Assistiamo a una atmosfera di odio e di aggressività (soprattutto nei social) che tocca tutti gli strati sociali. È in atto una voglia di regressione brutale. Ma perché vogliamo tornare a un mondo arcaico basato su sentimenti e azioni primitivi in cui la vendetta era la sola forma di giustizia?
DACIA MARAINI
Le notizie che arrivano dal mondo sono inquietanti: assistiamo a guerre che non hanno più una connotazione politica, ma appaiono come vendette a base personale che fanno strage dei più deboli. Leggiamo di un femminicidio al giorno. Assistiamo a una atmosfera di odio e di aggressività (soprattutto nei social) che tocca tutti gli strati sociali. È in atto una voglia di regressione brutale. Ma perché vogliamo tornare a un mondo arcaico basato su sentimenti e azioni primitivi in cui la vendetta era la sola forma di giustizia? William Reich sostiene che l’essere umano, quando ha paura, torna al branco e affida tutto il potere a un capobranco che mostra i denti, senza preoccuparsi che sia prepotente e crudele. La grande conquista della società umana è stata proprio il passaggio dalla vendetta alla giustizia. La vendetta è personale e arbitraria, la giustizia si avvale di leggi uguali per tutti, dà la possibilità al colpevole di difendersi e la decisione della pena è affidata a volontà estranee. Con la giustizia si prendono le distanze dalla tradizione belluina del risarcimento fisico immediato e feroce. Anche il femminicidio sembra rispondere a questa antica legge vendicativa: Tu vuoi andartene, vuoi affermare la tua volontà contro la mia? Non riconosci la mia autorità, il mio possesso? Allora io mi vendico e ti uccido.
Ma cosa ha provocato questa infausta voglia di tornare a sentimenti e azioni antistorici?
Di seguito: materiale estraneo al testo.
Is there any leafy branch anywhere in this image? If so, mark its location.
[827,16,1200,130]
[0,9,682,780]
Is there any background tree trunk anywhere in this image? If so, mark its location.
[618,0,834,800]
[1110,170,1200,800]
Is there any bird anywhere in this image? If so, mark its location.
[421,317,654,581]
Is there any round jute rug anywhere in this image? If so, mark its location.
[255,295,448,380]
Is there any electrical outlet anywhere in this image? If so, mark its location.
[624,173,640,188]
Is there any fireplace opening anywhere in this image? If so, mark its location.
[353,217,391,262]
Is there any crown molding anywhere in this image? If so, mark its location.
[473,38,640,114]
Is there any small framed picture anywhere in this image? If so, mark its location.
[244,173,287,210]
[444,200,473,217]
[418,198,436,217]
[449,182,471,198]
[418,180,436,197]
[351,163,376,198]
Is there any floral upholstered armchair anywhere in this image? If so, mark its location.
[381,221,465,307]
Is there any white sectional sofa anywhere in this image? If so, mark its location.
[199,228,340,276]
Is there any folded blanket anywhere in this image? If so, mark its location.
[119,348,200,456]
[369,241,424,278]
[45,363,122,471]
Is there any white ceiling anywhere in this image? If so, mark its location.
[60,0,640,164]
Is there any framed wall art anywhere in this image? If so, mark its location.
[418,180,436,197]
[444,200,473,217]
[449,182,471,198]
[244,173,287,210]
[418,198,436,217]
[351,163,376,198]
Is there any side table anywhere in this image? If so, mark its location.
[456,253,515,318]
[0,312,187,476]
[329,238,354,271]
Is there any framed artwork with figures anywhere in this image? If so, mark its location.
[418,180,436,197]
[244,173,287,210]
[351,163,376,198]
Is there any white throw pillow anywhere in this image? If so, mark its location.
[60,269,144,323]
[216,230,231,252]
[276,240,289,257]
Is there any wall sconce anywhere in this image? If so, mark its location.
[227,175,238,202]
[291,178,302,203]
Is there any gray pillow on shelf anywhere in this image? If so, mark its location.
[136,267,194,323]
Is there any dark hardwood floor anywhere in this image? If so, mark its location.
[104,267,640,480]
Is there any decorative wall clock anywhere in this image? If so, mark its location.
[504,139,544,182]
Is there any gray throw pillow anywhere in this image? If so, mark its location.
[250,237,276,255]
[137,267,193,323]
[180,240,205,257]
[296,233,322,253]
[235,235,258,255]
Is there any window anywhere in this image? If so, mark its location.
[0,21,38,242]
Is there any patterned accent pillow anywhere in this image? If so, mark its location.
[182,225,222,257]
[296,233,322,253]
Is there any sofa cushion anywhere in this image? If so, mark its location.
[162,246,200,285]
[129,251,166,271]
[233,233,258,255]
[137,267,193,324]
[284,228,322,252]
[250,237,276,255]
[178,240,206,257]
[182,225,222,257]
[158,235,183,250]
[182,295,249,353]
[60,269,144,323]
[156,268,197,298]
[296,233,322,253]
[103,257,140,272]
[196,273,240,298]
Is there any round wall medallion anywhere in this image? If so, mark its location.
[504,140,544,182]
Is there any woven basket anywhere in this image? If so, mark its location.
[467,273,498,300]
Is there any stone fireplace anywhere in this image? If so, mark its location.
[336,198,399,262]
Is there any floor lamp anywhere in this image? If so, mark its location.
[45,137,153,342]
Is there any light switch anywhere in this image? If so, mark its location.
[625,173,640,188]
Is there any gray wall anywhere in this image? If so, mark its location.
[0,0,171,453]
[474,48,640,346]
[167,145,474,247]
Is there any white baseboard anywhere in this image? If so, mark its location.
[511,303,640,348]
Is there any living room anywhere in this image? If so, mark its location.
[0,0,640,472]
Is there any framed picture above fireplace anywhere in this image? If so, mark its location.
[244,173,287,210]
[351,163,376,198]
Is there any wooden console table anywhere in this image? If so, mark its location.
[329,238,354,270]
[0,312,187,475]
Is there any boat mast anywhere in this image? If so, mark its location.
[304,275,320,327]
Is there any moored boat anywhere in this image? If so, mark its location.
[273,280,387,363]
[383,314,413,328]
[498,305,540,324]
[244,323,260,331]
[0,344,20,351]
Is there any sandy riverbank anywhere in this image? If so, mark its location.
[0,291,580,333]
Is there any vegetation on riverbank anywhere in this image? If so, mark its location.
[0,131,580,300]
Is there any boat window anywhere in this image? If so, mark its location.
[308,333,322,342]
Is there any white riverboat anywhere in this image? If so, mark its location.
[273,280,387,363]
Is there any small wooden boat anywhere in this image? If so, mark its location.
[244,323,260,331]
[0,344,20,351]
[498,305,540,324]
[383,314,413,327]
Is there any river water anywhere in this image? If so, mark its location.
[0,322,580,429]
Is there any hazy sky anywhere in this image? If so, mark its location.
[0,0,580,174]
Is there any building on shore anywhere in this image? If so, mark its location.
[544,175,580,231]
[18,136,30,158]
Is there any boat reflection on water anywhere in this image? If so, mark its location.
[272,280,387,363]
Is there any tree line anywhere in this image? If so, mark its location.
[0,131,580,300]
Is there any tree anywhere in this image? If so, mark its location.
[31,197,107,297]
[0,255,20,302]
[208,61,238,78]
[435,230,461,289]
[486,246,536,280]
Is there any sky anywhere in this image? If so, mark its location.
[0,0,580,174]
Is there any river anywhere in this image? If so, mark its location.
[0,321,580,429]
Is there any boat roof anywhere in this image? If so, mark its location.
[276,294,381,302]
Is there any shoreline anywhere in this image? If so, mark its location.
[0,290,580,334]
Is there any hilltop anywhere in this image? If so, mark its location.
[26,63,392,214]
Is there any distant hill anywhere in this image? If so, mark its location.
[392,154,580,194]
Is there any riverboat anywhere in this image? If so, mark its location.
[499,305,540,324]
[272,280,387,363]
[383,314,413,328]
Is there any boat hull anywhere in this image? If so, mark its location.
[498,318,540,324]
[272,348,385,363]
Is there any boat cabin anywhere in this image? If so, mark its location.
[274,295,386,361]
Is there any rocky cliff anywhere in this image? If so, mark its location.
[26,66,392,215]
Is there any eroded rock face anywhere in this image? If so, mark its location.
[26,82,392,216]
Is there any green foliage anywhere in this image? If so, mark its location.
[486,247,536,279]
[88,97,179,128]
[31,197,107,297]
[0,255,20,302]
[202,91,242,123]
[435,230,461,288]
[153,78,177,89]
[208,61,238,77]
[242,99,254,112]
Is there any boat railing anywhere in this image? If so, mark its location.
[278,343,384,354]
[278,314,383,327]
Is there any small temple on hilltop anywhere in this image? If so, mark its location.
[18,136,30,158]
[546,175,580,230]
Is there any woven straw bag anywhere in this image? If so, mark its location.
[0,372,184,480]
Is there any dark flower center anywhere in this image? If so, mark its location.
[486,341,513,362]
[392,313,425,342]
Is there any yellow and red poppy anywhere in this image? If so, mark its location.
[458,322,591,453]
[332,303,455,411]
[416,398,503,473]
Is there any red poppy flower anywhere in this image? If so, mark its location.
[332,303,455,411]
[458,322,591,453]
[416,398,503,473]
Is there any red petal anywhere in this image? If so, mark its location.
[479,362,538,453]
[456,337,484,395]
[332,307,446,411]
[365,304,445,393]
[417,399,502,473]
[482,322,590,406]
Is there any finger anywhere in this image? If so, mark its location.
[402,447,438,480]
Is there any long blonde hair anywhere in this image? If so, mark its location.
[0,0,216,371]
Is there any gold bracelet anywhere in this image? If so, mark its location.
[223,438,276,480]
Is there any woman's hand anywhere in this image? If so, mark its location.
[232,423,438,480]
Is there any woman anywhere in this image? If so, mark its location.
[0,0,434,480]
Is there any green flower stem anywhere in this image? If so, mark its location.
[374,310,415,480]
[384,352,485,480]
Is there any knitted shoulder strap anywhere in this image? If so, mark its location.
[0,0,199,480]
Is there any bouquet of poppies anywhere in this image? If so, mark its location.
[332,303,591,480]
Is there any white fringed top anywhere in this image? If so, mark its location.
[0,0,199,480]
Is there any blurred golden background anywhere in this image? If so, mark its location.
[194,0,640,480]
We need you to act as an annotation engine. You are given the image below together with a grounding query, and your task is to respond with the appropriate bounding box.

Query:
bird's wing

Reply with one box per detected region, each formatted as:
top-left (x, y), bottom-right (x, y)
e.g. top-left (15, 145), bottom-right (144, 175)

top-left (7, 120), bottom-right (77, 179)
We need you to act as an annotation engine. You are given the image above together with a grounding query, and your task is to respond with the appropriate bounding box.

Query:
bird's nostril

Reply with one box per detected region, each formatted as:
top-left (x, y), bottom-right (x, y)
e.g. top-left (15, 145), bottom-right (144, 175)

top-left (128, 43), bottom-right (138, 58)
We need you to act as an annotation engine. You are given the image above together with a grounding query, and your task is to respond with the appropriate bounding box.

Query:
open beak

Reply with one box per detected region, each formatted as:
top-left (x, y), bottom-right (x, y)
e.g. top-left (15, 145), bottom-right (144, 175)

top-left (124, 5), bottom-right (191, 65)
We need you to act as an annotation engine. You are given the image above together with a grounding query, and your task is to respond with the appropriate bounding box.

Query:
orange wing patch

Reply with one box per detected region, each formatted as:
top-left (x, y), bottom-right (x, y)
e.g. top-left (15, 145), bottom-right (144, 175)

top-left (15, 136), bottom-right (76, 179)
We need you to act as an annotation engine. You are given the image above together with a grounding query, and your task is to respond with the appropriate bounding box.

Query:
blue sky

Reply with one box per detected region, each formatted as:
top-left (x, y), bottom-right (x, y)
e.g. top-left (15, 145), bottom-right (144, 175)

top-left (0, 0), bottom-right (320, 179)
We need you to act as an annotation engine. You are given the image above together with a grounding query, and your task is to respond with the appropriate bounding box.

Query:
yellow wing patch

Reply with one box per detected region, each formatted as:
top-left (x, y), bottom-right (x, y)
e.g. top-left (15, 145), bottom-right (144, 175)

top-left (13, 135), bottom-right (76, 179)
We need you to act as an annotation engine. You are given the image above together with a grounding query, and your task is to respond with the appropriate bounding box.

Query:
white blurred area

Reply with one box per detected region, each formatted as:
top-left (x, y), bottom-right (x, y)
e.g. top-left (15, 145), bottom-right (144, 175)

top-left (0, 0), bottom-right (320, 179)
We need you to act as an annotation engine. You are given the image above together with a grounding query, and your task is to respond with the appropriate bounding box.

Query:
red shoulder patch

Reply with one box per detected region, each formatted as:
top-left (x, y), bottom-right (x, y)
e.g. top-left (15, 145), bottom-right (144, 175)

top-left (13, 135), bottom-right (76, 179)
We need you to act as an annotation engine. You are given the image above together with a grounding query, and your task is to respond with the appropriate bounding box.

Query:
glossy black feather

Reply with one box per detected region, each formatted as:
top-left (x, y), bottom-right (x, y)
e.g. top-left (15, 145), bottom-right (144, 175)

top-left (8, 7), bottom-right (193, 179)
La risposta più credibile si riassumerebbe in una sola parola: paura. La paura crea fantasmi, deforma la realtà, spinge a chiudersi alzando muri, coltivando odio e vendetta. Paura di che? Paradossalmente si direbbe proprio di ciò che gli esseri umani stanno creando: la diffusione di una tecnologia sempre più autonoma (l’intelligenza artificiale) che cambia i rapporti di lavoro e la struttura della famiglia, crea modi di comunicazione democratici ma privi di regole e basati sull’arbitrio. E poi c’è la paura dei cambiamenti climatici, che per quanto negata, si fa sentire. E infine , la più sentita direi, è la grande paura di perdere l’identità religiosa e sociale di fronte ai grandi movimenti di massa. Tre paure profonde stanno ribaltando gli equilibri stabiliti da secoli, creando un clima di incertezza che molti pensano si possano risolvere solo con una guerra. Mi chiedo se l’essere umano abbia ancora la capacità di riflettere sulle conseguenze delle sue vendette e se non capisca che, come è stato detto, abbiamo un solo mondo e una sola vita. Abbiamo il diritto e il dovere di difenderli.